In the News

Wired

“In just very general terms, this makes a ton of sense,” says James Cordes, an astrophysicist at Cornell University, on a new fast radio burst theory. He adds that while further details still need to be worked out, “I would say it’s a good horse to bet on.”

Newsday

“It’s certainly possible that there were microorganisms in the bottles that survived that many years. These are very resilient microbes. They can go dormant and survive some period of stress,” says Kaylyn Kirkpatrick, brewing specialist at Cornell University's Craft Beverage Institute. “If they are given the right nutrients and given the right environmental conditions, they can be brought back to life.”

The Washington Post

Together with four other historians, Ed Baptist, professor of history for the College of Arts & Sciences, is building a free and interactive database of all the fugitive slave ads from U.S. and colonial history. The ads reveal how white Americans trained and incentivized themselves to police black Americans’ movements.

The Atlantic

Louis Hyman, associate professor of labor relations, law, and history and director of the Institute for Workplace Studies at the School of Industrial and Labor Relations, discusses the intricacies of Roosevelt’s New Deal. 

CNN

“When the door is open to all, we all thrive,” says President Martha E. Pollack. She reinforces the importance of welcoming international students to study at institutions of American higher education. 

Wired

“This is clearly a very significant loss,” explains Emin Gün Sirer, a professor at Cornell University. “Not only is the amount relatively large, but also it affects a large portion of the Canadian cryptocurrency community.” What makes it quite so damaging is that it appears to be “a complete loss event; that is, there are few assets to recover.”

Albany Times Union

Jennifer Ifft, assistant professor of agribusiness and farm management for Dyson, says, “If you are an apple grower, and you're trying hire an H2A worker to harvest — harvest is a moving target. Fruit can come ripe at different times.

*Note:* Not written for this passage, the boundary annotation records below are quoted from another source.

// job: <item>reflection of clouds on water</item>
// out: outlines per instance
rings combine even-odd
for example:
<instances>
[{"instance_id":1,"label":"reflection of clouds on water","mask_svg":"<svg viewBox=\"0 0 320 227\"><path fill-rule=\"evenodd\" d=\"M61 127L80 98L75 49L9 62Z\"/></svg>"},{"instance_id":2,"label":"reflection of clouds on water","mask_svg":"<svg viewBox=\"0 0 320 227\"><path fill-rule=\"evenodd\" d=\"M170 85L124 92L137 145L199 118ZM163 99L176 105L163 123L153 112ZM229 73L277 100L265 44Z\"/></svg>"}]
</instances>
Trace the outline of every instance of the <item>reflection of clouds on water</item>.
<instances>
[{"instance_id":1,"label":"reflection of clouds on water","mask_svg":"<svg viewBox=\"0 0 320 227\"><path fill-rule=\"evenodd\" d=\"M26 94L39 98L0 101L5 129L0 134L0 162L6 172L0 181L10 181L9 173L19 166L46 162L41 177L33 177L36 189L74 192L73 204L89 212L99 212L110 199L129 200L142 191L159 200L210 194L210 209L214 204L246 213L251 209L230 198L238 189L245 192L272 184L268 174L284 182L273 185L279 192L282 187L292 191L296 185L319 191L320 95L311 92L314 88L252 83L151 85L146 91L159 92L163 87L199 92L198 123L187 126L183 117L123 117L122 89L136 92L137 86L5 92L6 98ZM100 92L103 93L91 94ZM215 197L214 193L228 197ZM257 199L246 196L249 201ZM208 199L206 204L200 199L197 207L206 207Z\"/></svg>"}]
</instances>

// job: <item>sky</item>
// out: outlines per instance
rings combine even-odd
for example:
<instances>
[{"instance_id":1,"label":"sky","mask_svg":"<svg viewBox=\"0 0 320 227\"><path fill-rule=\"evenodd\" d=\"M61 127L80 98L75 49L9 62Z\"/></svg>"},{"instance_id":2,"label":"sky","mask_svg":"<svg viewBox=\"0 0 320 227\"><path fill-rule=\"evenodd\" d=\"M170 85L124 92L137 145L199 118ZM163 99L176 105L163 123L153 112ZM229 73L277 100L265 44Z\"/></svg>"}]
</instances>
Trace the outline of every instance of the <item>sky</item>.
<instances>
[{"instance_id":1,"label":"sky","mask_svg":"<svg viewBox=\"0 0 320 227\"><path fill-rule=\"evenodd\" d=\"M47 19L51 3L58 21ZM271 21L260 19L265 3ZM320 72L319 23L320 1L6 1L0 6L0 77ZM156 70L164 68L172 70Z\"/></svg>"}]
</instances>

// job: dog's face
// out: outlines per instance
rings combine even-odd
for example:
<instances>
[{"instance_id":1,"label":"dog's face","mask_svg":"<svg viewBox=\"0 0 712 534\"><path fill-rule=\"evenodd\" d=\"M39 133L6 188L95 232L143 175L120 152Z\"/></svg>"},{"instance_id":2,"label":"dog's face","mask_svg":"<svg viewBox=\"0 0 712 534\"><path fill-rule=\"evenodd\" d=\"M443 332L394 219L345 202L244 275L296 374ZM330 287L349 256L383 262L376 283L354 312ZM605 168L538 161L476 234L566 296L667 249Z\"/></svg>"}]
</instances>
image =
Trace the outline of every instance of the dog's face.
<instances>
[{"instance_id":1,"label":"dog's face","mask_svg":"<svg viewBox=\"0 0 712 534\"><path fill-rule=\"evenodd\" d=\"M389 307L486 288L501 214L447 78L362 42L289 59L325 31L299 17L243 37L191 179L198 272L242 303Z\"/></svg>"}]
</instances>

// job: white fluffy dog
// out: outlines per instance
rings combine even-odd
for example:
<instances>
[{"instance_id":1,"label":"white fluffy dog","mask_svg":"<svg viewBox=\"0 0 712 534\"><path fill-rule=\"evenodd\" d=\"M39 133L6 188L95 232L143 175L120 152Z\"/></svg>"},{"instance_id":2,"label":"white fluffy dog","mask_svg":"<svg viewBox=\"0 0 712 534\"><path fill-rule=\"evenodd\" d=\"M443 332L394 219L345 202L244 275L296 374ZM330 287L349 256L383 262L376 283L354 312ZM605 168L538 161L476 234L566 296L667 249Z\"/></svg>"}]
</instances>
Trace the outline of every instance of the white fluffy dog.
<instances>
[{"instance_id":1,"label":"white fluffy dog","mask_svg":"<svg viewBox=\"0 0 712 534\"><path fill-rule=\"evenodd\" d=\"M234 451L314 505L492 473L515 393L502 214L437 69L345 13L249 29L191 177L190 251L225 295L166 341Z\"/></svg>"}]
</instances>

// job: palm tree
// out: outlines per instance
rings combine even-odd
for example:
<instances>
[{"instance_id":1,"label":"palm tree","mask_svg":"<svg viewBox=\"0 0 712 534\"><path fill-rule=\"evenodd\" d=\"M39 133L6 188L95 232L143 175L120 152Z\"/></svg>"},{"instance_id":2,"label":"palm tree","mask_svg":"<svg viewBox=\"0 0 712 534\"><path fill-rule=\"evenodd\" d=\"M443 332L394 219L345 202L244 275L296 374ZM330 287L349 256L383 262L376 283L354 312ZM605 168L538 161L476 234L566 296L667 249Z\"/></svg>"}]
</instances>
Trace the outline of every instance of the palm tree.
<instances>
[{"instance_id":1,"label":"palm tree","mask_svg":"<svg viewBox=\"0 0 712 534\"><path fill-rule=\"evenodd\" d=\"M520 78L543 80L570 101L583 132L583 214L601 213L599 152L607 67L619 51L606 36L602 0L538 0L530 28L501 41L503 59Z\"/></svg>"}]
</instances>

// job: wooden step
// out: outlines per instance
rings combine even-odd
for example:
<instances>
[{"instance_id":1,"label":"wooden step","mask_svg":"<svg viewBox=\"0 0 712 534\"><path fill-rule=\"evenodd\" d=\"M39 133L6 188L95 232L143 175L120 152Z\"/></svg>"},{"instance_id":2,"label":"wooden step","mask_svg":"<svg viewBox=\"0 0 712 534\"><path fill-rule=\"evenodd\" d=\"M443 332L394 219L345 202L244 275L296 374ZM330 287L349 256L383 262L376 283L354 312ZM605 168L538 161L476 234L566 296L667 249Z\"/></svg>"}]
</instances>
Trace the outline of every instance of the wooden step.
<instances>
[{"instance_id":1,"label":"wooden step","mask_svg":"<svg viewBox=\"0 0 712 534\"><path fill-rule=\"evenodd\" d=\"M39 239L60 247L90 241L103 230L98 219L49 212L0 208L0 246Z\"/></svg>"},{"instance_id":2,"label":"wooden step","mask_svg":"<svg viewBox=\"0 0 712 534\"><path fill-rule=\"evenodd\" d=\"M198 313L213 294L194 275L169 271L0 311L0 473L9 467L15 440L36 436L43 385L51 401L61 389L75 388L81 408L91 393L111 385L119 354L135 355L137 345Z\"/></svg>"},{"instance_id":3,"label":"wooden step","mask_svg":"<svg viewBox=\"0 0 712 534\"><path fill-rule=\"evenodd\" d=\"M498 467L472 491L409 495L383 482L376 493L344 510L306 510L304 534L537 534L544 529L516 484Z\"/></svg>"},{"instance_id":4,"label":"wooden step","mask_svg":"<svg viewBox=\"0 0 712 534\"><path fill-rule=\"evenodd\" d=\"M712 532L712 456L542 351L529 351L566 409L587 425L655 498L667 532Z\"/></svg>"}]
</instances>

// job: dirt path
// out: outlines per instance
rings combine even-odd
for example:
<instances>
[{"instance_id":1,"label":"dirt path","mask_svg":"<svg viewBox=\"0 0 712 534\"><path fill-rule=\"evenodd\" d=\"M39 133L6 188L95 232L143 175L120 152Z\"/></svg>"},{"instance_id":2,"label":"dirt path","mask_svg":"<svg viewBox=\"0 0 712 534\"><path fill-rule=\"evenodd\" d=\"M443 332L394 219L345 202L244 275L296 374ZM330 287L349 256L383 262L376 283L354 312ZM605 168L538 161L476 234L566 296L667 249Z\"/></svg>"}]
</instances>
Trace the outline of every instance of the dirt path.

So, if those (workers) could work on different farms and have some flexibility, that would help."

The Washington Post

Lisa Fortier, a Cornell University regenerative medicine researcher for the College of Veterinary Medicine, says the treatments contain very few “growth factors” – substances that many companies often claim stimulate healing. If these products have any effect on patients, Fortier says, “it’s not through live cells or growth factors.”

Time

Sarah Kreps, professor of government and law at Cornell and author of Taxing Wars: The American Way of War Finance and the Decline of Democracy, is quoted in this piece about the relationship between the two Koreas.

US News and World Report

The federal Agricultural Research Services’ Grape Genetics Research Unit at Cornell AgriTech will be getting an updated laboratory, after receiving nearly $69 million in federal funding announced by Sen. Charles Schumer Tuesday.

The Wall Street Journal

“Trump has now substantially ratcheted up the pressure on his negotiators to strike a deal with China, even if it does little to assuage U.S. hard-liners’ concerns about China’s commitments on core structural issues,” says Cornell University China expert Eswar Prasad. “There is still a yawning gap between the two sides on major issues due to U.S. lack of trust in China’s commitments on structural issues and China’s unwillingness to make any fundamental changes to its industrial and economic strategies.”

BBC

Alexandra Cirone, assistant professor of government for the College of Arts & Sciences, discusses direct democracy and Brexit.